Shuffled central dataloader passing.
**Training integration test**
Model dtype: torch.float32, torch.float32. Input dtype: torch.float32
Model dtype: torch.float32, torch.float32. Input dtype: torch.float32
Training yielded the same results on one CPU or distributed setup with no batch split.
Model dtype: torch.float32, torch.float32. Input dtype: torch.float32
Training yielded the same results on one CPU or distributes setup with batch split.
FP16 training check.
Model dtype: torch.float32, torch.float32. Input dtype: torch.float32
BF16 training check.
Model dtype: torch.float32, torch.float32. Input dtype: torch.float32
Command:
$ accelerate-launch --config_file=/home/username/.cache/huggingface/accelerate/default_config_2.yaml /home/mderaksh/miniconda3/envs/dassl/lib/python3.9/site-packages/accelerate/test_utils/scripts/test_script.py
Output:
**Initialization**
Testing, testing. 1, 2, 3.
Distributed environment: MULTI_GPU Backend: nccl
Num processes: 2
Process index: 1
Local process index: 0
Device: cuda:0
Mixed precision type: fp16
**Test random number generator synchronization**
All rng are properly synched.
**DataLoader integration test**
1 tensor([ 0, 1, 2, 3, 4, 5, 6, 7, 8, 9, 10, 11, 12, 13, 14, 15, 16, 17,
18, 19, 20, 21, 22, 23, 24, 25, 26, 27, 28, 29, 30, 31, 32, 33, 34, 35,
36, 37, 38, 39, 40, 41, 42, 43, 44, 45, 46, 47, 48, 49, 50, 51, 52, 53,
54, 55, 56, 57, 58, 59, 60, 61, 62, 63], device='cuda:0') <class 'accelerate.data_loader.DataLoaderShard'>
Shuffled dataloader passing.
Shuffled central dataloader passing.
**Training integration test**
Model dtype: torch.float32, torch.float32. Input dtype: torch.float32
Model dtype: torch.float32, torch.float32. Input dtype: torch.float32
Training yielded the same results on one CPU or distributed setup with no batch split.
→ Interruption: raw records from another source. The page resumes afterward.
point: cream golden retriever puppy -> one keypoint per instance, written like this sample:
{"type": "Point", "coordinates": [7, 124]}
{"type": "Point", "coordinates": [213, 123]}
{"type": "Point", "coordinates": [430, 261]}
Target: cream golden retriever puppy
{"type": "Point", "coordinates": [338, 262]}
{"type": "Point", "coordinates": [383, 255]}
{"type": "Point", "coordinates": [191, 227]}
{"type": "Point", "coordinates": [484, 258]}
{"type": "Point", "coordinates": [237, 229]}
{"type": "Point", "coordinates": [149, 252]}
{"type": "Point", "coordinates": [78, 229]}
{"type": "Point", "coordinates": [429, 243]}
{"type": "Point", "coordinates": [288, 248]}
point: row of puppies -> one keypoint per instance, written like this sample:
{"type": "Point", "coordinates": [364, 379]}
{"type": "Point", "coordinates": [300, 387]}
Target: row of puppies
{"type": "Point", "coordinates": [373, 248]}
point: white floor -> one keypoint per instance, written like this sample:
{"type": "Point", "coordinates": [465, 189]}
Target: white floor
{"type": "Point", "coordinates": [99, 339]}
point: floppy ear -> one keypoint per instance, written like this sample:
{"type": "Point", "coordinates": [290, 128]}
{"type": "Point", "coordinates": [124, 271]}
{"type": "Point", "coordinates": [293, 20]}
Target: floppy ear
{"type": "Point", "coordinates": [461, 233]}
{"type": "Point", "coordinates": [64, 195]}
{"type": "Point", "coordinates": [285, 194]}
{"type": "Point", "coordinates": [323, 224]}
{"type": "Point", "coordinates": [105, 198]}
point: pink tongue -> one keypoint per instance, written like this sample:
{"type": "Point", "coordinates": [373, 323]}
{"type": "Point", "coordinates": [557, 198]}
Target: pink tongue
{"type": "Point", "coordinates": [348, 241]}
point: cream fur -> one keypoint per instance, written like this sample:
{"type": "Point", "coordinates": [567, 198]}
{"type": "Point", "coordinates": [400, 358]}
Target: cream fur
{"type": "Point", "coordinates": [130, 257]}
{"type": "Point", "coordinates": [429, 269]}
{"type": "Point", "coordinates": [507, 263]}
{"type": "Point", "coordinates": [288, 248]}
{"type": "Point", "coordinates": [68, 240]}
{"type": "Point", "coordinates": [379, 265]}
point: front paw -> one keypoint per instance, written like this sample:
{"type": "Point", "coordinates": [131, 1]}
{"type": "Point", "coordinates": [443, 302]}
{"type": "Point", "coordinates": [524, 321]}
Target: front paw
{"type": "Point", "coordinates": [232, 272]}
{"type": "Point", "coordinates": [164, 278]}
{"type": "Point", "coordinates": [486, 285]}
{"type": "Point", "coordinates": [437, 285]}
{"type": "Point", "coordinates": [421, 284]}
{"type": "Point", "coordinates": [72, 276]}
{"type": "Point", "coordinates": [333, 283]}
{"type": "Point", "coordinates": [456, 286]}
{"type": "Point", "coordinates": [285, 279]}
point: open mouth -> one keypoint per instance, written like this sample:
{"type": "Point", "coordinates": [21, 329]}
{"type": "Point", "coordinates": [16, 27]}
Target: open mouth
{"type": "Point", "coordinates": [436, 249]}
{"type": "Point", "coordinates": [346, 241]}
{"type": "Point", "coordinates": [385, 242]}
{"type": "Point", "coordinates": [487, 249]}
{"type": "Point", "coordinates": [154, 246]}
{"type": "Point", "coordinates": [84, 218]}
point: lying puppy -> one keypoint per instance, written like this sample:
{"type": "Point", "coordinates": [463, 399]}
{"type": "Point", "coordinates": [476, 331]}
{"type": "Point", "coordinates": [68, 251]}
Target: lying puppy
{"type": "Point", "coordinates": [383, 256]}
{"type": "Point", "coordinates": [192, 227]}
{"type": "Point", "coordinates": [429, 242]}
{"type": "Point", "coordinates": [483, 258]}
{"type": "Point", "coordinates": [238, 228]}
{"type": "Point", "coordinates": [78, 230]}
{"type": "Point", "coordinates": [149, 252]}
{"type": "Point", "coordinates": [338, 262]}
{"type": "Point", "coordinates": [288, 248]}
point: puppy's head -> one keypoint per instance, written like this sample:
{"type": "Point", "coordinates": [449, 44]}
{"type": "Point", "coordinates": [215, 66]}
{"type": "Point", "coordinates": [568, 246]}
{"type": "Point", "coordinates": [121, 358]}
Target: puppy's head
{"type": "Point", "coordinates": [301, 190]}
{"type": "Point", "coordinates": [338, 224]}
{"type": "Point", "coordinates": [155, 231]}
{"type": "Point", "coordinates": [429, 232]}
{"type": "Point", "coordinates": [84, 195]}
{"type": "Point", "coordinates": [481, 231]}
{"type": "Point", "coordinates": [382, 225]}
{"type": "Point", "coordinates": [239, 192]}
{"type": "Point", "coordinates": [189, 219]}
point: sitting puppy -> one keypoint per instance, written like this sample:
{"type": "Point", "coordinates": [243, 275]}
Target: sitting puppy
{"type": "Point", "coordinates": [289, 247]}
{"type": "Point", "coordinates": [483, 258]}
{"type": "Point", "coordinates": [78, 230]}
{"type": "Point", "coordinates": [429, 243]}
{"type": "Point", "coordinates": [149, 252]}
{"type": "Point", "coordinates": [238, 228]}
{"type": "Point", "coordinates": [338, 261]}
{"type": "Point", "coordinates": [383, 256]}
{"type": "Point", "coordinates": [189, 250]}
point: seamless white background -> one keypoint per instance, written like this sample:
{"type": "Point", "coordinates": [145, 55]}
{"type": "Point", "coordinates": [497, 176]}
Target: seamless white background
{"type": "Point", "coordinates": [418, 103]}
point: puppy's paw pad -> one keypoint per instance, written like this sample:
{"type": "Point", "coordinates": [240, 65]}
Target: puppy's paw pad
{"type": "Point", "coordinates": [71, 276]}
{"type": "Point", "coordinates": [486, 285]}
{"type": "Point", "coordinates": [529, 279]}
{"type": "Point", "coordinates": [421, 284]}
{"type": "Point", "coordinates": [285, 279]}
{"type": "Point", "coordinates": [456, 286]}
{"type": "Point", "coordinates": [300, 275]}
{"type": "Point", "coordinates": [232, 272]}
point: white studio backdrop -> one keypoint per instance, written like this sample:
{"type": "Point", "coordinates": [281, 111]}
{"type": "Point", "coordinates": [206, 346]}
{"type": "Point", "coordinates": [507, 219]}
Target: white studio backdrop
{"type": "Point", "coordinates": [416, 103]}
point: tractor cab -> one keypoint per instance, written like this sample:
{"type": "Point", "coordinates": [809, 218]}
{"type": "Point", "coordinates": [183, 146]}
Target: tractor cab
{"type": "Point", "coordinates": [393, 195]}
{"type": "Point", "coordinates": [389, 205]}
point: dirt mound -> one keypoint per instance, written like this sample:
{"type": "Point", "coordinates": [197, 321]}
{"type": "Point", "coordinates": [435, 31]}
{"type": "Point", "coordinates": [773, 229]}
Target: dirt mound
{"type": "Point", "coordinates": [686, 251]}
Model dtype: torch.float32, torch.float32. Input dtype: torch.float32
Training yielded the same results on one CPU or distributes setup with batch split.
FP16 training check.
Model dtype: torch.float32, torch.float32. Input dtype: torch.float32
BF16 training check.
Model dtype: torch.float32, torch.float32. Input dtype: torch.float32
However, I cannot figure out what the problem is.
Update:
I tried the following link to do distributed learning on two nodes using torch.distributed.launch
, and it seems it is working. However, Accelerate does not.